Texas has only one kind of short-term confinement facility for the state; these are called county jails. There are one hundred and fifty local county jails in Texas. These facilities hold both pretrial detainees and inmates who have been sentenced to short terms in jail rather than prison. They may also hold temporary inmates for DUIs and other petty crimes that may later be released without any charges.
Each county jail is owned and operated by the county where it resides. The local county Sheriff’s Office is the law enforcement agency in charge of maintaining the facilities, supervising the inmates, and keeping all Texas county jail inmate records updated. They make it pretty easy to perform a Texas county jail inmate search online by offering a list of inmates or a search feature on their website. Most counties have websites with these search tools.
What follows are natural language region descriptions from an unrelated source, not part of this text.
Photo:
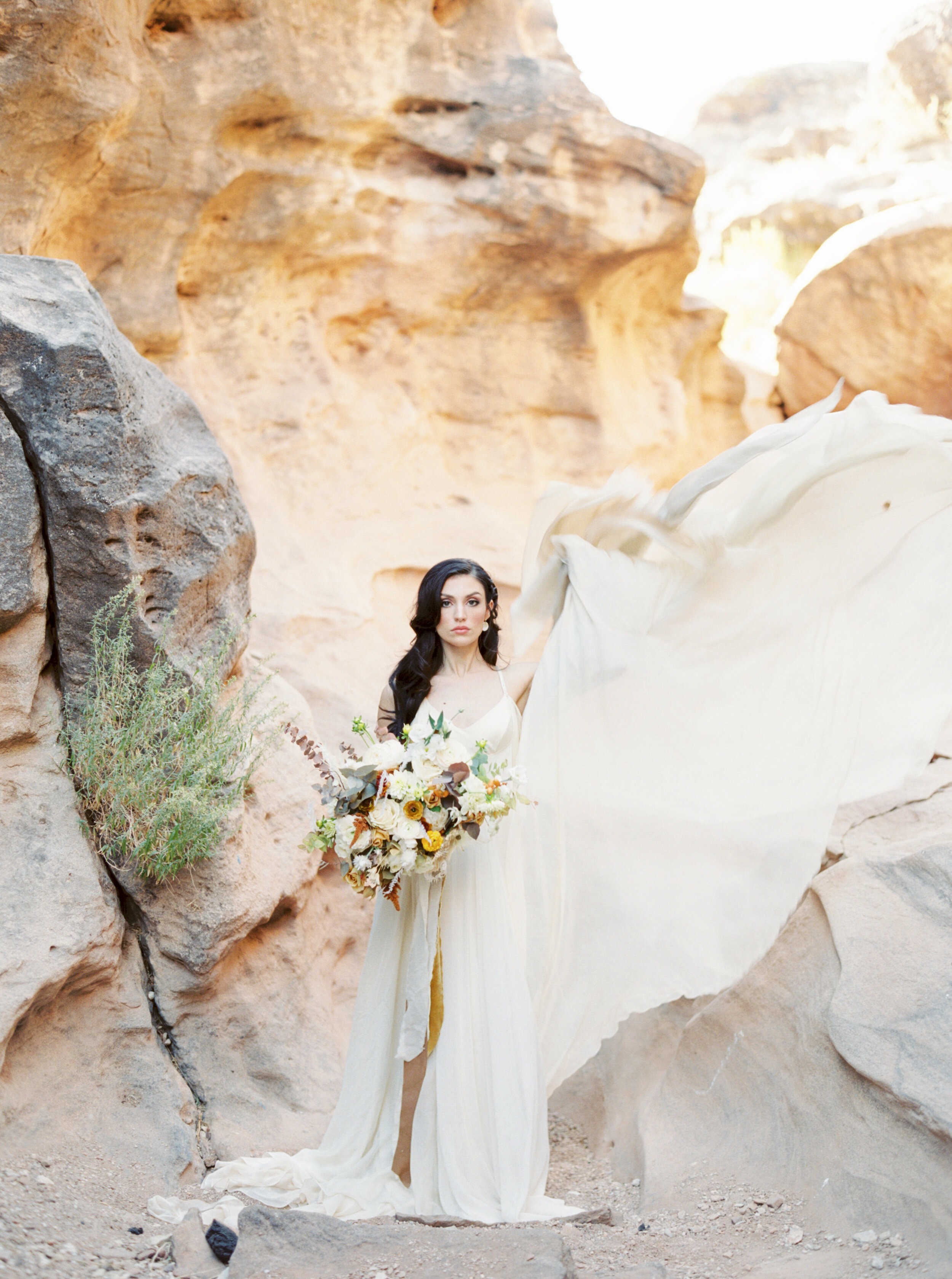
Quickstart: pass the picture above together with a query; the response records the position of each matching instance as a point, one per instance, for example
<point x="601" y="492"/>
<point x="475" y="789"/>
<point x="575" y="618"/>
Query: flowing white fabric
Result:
<point x="479" y="1146"/>
<point x="728" y="663"/>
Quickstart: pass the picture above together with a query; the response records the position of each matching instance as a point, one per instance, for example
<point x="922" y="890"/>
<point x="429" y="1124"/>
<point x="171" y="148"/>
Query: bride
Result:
<point x="728" y="662"/>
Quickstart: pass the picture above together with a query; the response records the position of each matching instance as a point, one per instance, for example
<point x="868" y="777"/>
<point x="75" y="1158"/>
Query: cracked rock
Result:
<point x="131" y="480"/>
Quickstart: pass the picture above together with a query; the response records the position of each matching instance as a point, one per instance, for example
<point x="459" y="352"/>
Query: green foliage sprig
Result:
<point x="160" y="759"/>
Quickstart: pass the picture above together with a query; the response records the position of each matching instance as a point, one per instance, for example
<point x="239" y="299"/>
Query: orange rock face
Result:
<point x="407" y="265"/>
They also list the programs offered to inmates, and many of them allow visitation (sometimes even video chat), calls, mail, education, healthcare services, substance abuse treatment, religious studies, and mental health counseling as well as other rehabilitative services. Most local county jails have recreational areas, some allow low-risk inmates to work in work-release programs, and most have libraries so that inmates can borrow books to read. Correctional staff transport the inmates from jail to and from courts. They also help them arrange bond and bail if they are eligible.
The San Saba County Jail is the oldest operating jail in the nation and was built in 1884. It has been used for 134 years. Unfortunately, it requires upkeep, and the county is not well funded, and it may have to be closed down. The third floor has been off-limits for a year now.
Modern jails in Texas have been updated to handle a lot more inmates. They also have different units with varying degrees of custody, and some serve only males and others only females.
There are 69,769 inmates located in county jails throughout Texas. About half of them (32,018) are pretrial detainees. More than 3,000 are parole violators who have committed new offenses. Only about 13% of the inmates in jail are women; the rest are men. More than 67% are White, and 32% are Black. The rest are other races. About a quarter of them committed misdemeanors and the rest felonies.